Miron, a Co-Founder and Fund Manager of Msquared Capital, said the housing debate had become overly focused on tax policy while overlooking broader structural issues.
He argued that affordability challenges stemmed from a combination of factors, including planning constraints, supply shortages, migration levels and interest rates.
“No-one can be 100 per cent certain on the real reason for property prices is going up,” he said.
“The reason why property prices are higher is a combination of interest rates, lack of supply, migration, vacancy rates and maybe taxes play a role.”
Miron was critical of recent federal housing policy changes, warning they could reduce the number of new homes being built and further constrain supply that was even highlighted in the budget.
He also highlighted the importance of the property sector to the broader economy, noting that residential real estate and related industries employed more than one million Australians.
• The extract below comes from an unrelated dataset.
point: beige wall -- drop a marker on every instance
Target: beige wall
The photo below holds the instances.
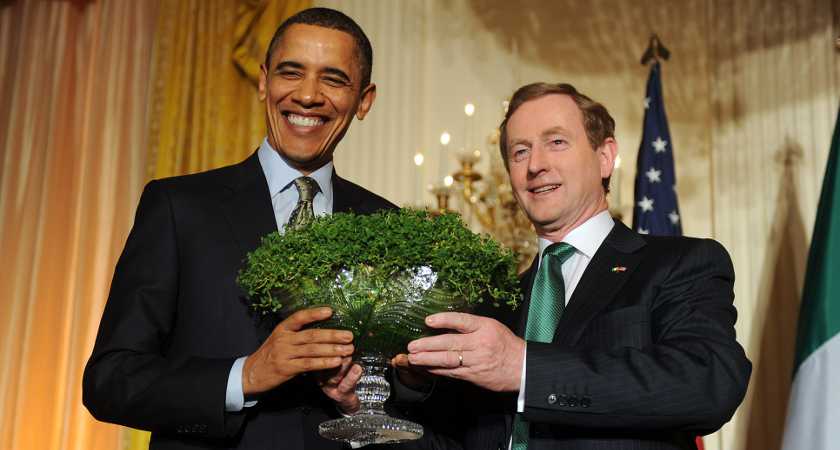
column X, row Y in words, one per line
column 751, row 93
McNeice, who advises developers on sales strategy and market intelligence, said understanding buyers had become increasingly important as affordability pressures intensified.
While affordability remained a major consideration, she said today’s buyers were focused on value rather than simply price.
“People are looking for value for money,” she said.
She said buyers were increasingly evaluating factors such as transport connections, walkability, nearby amenities and flexible living spaces that could accommodate changing family needs.
“What infrastructure is going on? Can I walk to the shops? Can I meet people at the local cafe?” she said.
The panel also discussed the mounting pressures facing developers, with Elbanna arguing that many projects become financially unviable from the moment a site is purchased.
“The viability of a development happens at the moment the site is bought,” he said.
He said rising construction costs, higher interest rates and overly optimistic feasibility assumptions had left some developers exposed as market conditions changed.
While acknowledging the growing number of smaller and first-time developers entering the market, Elbanna said property development required expertise across finance, construction, marketing and legal disciplines.
“It is actually a business that requires a level of expertise,” he said.
Looking ahead, the panel agreed opportunities remained in the market despite current challenges.
Miron said property should continue to be viewed as a long-term investment and cautioned against trying to time short-term market movements.
McNeice said success would increasingly depend on identifying projects that genuinely met changing buyer expectations.
Elbanna said affordable housing remained achievable, but developers needed to deliver more than just homes.
“We can provide affordable housing in this country,” he said.
“But we’ve got to wrap that affordable housing with the things that people want.”
As Australia’s housing affordability debate intensifies, the panellists agreed on one point: without a meaningful increase in housing supply, demand-side measures alone are unlikely to solve the nation’s property challenges.